Avoid these 5 common executor mistakes

On Behalf of | Jun 3, 2020 | Probate & Estate Administration |

A parent or other elderly relative has passed away and appointed you as the executor of their estate here in Texas. It’s an honor that they bestowed their trust in you to oversee their last wishes successfully.

However, it can also seem like an overwhelming task when you look at the long to-do list, including securing their home and other assets, notifying beneficiaries, sending the will to probate and filing income and estate tax returns.

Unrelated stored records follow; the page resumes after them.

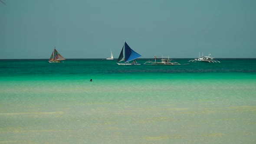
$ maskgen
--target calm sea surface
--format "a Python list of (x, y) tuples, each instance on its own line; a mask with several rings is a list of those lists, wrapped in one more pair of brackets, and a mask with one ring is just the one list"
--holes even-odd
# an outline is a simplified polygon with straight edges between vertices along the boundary
[(0, 60), (0, 144), (256, 143), (256, 59), (190, 59)]

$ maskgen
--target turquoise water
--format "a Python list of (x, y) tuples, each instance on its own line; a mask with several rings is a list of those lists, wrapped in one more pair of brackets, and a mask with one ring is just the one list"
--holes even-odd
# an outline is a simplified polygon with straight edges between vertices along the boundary
[(0, 60), (0, 143), (255, 144), (256, 59), (218, 60)]

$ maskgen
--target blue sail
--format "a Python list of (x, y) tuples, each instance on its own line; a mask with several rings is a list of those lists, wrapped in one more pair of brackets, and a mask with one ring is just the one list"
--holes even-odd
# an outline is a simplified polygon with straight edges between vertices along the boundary
[(132, 50), (129, 46), (125, 42), (125, 62), (128, 62), (141, 56), (141, 55)]

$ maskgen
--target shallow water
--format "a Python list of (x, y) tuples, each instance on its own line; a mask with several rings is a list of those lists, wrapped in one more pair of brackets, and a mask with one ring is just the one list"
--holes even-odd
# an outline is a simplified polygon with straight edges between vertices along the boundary
[(254, 144), (256, 60), (218, 60), (0, 61), (0, 143)]

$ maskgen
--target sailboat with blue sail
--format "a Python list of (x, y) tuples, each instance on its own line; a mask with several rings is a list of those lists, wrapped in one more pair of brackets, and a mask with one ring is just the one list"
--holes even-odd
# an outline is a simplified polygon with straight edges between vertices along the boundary
[[(124, 55), (125, 55), (124, 57)], [(124, 44), (124, 46), (123, 46), (121, 52), (120, 53), (116, 63), (118, 65), (140, 65), (141, 64), (137, 63), (135, 61), (135, 59), (141, 56), (141, 55), (132, 50), (130, 46), (128, 46), (126, 42), (125, 42), (125, 44)], [(129, 62), (132, 60), (133, 60), (132, 62), (129, 63)], [(122, 61), (124, 61), (124, 62), (119, 62)]]

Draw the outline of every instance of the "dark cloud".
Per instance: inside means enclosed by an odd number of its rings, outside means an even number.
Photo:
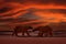
[[[48,11],[53,13],[63,13],[66,14],[66,9],[50,9]]]
[[[66,0],[7,0],[7,1],[14,1],[14,2],[21,2],[21,3],[40,3],[40,4],[48,4],[48,3],[55,3],[59,6],[66,6]]]
[[[4,7],[2,9],[0,9],[0,13],[4,13],[7,11],[10,11],[12,8],[9,8],[9,7]]]

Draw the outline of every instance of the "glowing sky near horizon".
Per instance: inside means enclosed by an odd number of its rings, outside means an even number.
[[[0,12],[2,19],[16,19],[29,12],[28,9],[33,8],[32,13],[42,18],[43,22],[66,22],[66,0],[6,0],[0,6],[0,9],[11,8],[11,10]]]

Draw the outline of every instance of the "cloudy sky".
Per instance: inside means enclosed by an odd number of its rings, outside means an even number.
[[[43,22],[66,22],[66,0],[0,0],[1,20],[22,20],[23,14]]]

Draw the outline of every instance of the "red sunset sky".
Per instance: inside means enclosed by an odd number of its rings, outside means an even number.
[[[47,23],[66,22],[66,0],[0,0],[0,20],[3,23],[19,18],[34,18]]]

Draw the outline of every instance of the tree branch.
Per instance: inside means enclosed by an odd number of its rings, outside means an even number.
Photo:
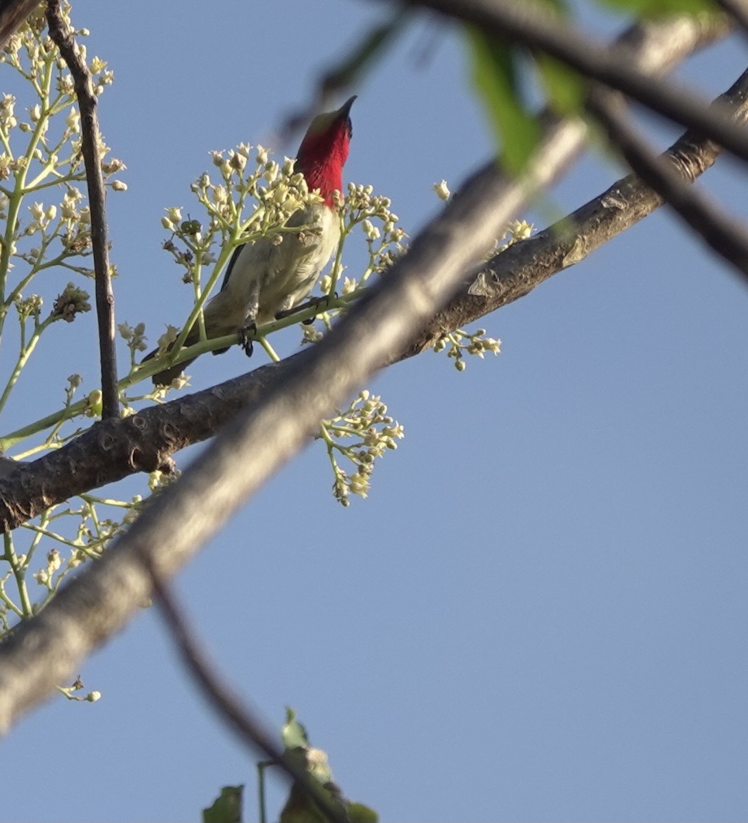
[[[158,574],[175,574],[308,440],[322,418],[401,350],[527,198],[570,162],[586,131],[578,121],[549,126],[517,183],[495,165],[474,175],[388,276],[320,342],[292,359],[283,383],[276,381],[224,427],[101,560],[16,627],[0,647],[0,729],[47,698],[139,609],[152,588],[143,556]]]
[[[650,63],[653,53],[663,61],[673,60],[693,51],[704,38],[713,39],[718,30],[694,21],[669,21],[647,26],[646,36],[633,30],[626,42],[633,54]],[[743,75],[720,100],[736,122],[745,123],[746,98],[748,81]],[[686,133],[666,154],[685,176],[694,179],[719,153],[713,142]],[[494,165],[489,161],[479,174],[490,173]],[[418,354],[444,334],[529,294],[662,205],[662,199],[635,176],[618,181],[555,226],[510,246],[477,273],[471,267],[449,305],[393,353],[390,362]],[[0,529],[15,528],[74,495],[168,464],[171,455],[213,436],[240,409],[288,379],[303,356],[300,352],[130,417],[102,421],[63,448],[0,477]]]
[[[748,72],[743,74],[744,79]],[[623,100],[603,87],[590,93],[587,109],[639,179],[657,193],[704,242],[727,260],[748,284],[748,234],[739,221],[690,185],[676,166],[660,156],[629,124]]]
[[[40,4],[40,0],[0,0],[0,47]]]
[[[643,104],[652,111],[719,142],[726,151],[748,161],[748,137],[718,109],[695,94],[662,78],[648,67],[631,64],[625,52],[578,34],[548,7],[512,0],[406,0],[450,18],[480,26],[503,40],[542,51],[583,77]],[[726,24],[727,25],[727,24]]]
[[[146,564],[148,558],[144,559]],[[342,807],[330,801],[319,780],[287,757],[282,746],[264,725],[243,705],[233,690],[215,672],[205,652],[198,643],[176,600],[161,576],[151,569],[152,584],[158,600],[159,610],[171,634],[182,663],[192,675],[208,704],[239,740],[254,754],[259,751],[276,765],[280,766],[293,781],[297,789],[323,812],[325,820],[333,823],[351,823]]]
[[[736,123],[748,123],[746,74],[718,98]],[[713,141],[688,131],[664,153],[685,179],[694,180],[722,153]],[[530,294],[540,283],[581,263],[613,237],[659,208],[664,200],[629,174],[558,223],[516,243],[489,260],[478,277],[469,275],[449,305],[424,328],[403,352],[411,357],[442,335]]]
[[[632,59],[642,53],[633,50]],[[493,163],[473,175],[367,297],[319,344],[278,364],[271,387],[224,428],[180,482],[156,498],[101,560],[16,628],[0,647],[0,729],[44,700],[140,607],[152,588],[143,553],[160,575],[175,573],[306,441],[320,417],[374,369],[403,356],[413,328],[428,324],[459,272],[479,258],[535,188],[550,182],[585,134],[578,121],[547,125],[529,180],[512,184]]]
[[[81,109],[81,142],[86,164],[88,204],[91,208],[91,242],[96,273],[96,316],[99,321],[99,351],[101,360],[102,417],[119,416],[117,390],[117,353],[115,348],[115,294],[109,268],[106,239],[106,189],[101,174],[101,133],[96,113],[97,100],[91,72],[63,18],[59,0],[48,0],[49,36],[59,49],[75,84]]]

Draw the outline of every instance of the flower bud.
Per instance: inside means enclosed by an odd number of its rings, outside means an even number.
[[[442,180],[441,183],[435,183],[434,191],[437,193],[437,196],[440,200],[449,199],[450,190],[447,188],[446,180]]]

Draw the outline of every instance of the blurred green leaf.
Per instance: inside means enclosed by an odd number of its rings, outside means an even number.
[[[595,0],[598,6],[629,12],[641,17],[657,17],[667,14],[717,12],[713,0]]]
[[[281,732],[283,746],[287,749],[297,749],[300,746],[309,746],[309,737],[306,729],[297,720],[296,712],[286,706],[286,723]]]
[[[581,114],[587,95],[582,76],[548,54],[537,54],[535,63],[551,109],[559,114]]]
[[[465,26],[472,59],[472,81],[496,132],[502,160],[514,174],[522,170],[535,149],[540,126],[525,105],[519,88],[518,49],[473,26]]]
[[[203,823],[241,823],[244,786],[224,786],[213,806],[203,809]]]

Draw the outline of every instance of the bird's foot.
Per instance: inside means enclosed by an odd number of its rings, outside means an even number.
[[[254,320],[239,329],[239,345],[244,349],[244,353],[247,357],[251,357],[252,352],[255,351],[255,335],[256,333],[257,323]]]

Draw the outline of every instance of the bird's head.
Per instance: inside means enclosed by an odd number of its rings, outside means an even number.
[[[328,206],[333,192],[343,191],[343,166],[353,134],[350,111],[355,95],[336,111],[318,114],[306,129],[297,156],[297,169],[311,189],[319,188]]]

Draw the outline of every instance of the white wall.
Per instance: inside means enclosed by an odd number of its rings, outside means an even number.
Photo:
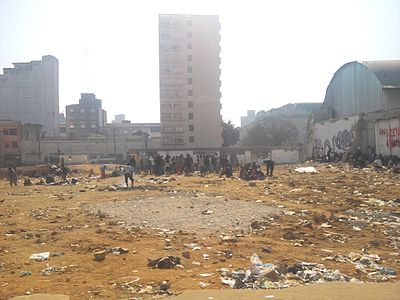
[[[351,116],[339,120],[328,120],[315,124],[315,143],[318,149],[326,154],[329,149],[336,153],[344,153],[355,138],[355,125],[359,116]]]
[[[375,123],[376,153],[400,156],[400,118]]]

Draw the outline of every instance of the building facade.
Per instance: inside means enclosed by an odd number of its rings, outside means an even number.
[[[321,109],[332,118],[400,107],[400,60],[353,61],[329,83]]]
[[[341,66],[314,120],[313,149],[321,154],[400,156],[400,60]]]
[[[222,146],[218,16],[160,15],[160,120],[166,149]]]
[[[255,110],[248,110],[247,115],[240,117],[240,127],[245,127],[250,123],[254,122],[256,119],[256,111]]]
[[[119,115],[115,115],[115,119],[112,120],[112,123],[113,124],[121,124],[123,121],[125,121],[125,115],[119,114]]]
[[[58,134],[58,60],[14,63],[0,75],[0,119],[43,125],[48,136]]]
[[[0,167],[21,163],[22,125],[19,121],[0,120]]]
[[[66,106],[67,137],[84,138],[99,133],[107,124],[107,113],[95,94],[82,93],[79,104]]]
[[[145,132],[148,137],[161,138],[160,123],[131,123],[123,121],[122,123],[107,124],[101,129],[101,132],[108,137],[132,137],[138,131]]]

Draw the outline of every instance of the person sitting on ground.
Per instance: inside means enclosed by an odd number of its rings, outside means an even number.
[[[89,176],[88,176],[88,177],[90,178],[90,177],[92,177],[92,176],[96,176],[96,174],[94,174],[93,169],[90,169],[90,170],[89,170]]]
[[[375,170],[382,169],[382,166],[383,166],[382,160],[380,158],[375,159],[372,162],[372,166],[375,168]]]
[[[125,177],[125,184],[126,188],[129,187],[129,180],[131,181],[131,187],[133,188],[133,168],[130,165],[126,165],[124,167],[124,177]]]
[[[32,181],[29,178],[24,179],[24,186],[31,186],[33,185]]]

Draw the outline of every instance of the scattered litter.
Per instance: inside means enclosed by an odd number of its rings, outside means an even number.
[[[30,276],[30,275],[32,275],[31,271],[21,271],[19,277]]]
[[[314,167],[300,167],[294,170],[298,173],[318,173],[317,169]]]

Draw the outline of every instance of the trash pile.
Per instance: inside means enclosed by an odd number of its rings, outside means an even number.
[[[221,282],[234,289],[281,289],[299,282],[350,281],[338,270],[329,270],[322,264],[299,262],[293,266],[263,263],[257,254],[250,258],[249,270],[219,269]]]
[[[121,254],[125,254],[128,252],[129,252],[129,249],[126,249],[126,248],[110,247],[110,248],[106,248],[101,251],[96,251],[95,253],[93,253],[93,255],[94,255],[95,261],[102,262],[103,260],[106,259],[107,254],[121,255]]]
[[[181,264],[178,256],[165,256],[157,259],[147,258],[147,266],[155,269],[173,269]]]
[[[173,295],[174,292],[171,290],[171,284],[164,280],[161,283],[150,282],[146,285],[139,284],[139,277],[133,278],[133,280],[129,282],[124,282],[121,284],[121,288],[124,290],[128,290],[133,294],[149,294],[149,295]],[[134,298],[141,299],[141,298]]]
[[[294,169],[297,173],[318,173],[317,169],[314,167],[300,167]]]
[[[324,260],[331,260],[341,263],[354,264],[357,272],[367,275],[368,279],[374,281],[387,281],[395,278],[397,272],[392,268],[385,268],[380,265],[380,257],[377,254],[359,254],[351,252],[349,255],[335,255],[325,257]]]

Prevent probate skirmishes

The first step as executor should be to consult with an experienced probate and estate administration attorney. You may also need the services of an accountant as well as financial and insurance advisors. There are common mistakes to avoid, such as:

  • Not responding to beneficiaries: You have a moral and fiduciary duty to everyone involved in the process. Keeping them up to date and answering their questions is essential.
  • Misunderstanding your role: Your loved one placed their trust in you to handle their affairs but being the executor does not mean you are all-powerful. Keep past family disputes or drama from influencing your actions.
  • Failing to act: Too often, executors fail to take any action despite attorney notices to proceed and beneficiary requests to move the process forward. If you are not up to the task of closing the estate, don’t agree to be the executor.
  • Favoring one beneficiary: Executors have an obligation to all beneficiaries. Putting the best interests of one above the others will only cause more problems and likely get an executor removed by the probate court.
  • Self-dealing: It may be tempting to sell yourself a coveted item from your loved one at a below-market price, but that will likely be a major point of contention with beneficiaries and could be construed as a breach of fiduciary duty.

Protect your personal liability

Being named as an executor of a loved one’s estate is seen as an honor by most people, but it can be a thankless job for many. While executors are normally paid for their duties – either through a stipulation in the decedent’s will or under Texas probate law – it’s a role that can expose you to legal risks.

Your lawyer will help you navigate the complicated system and help protect you from taking actions that could make you personally responsible for mistakes, actions or inactions that jeopardize the outcome of the probate process.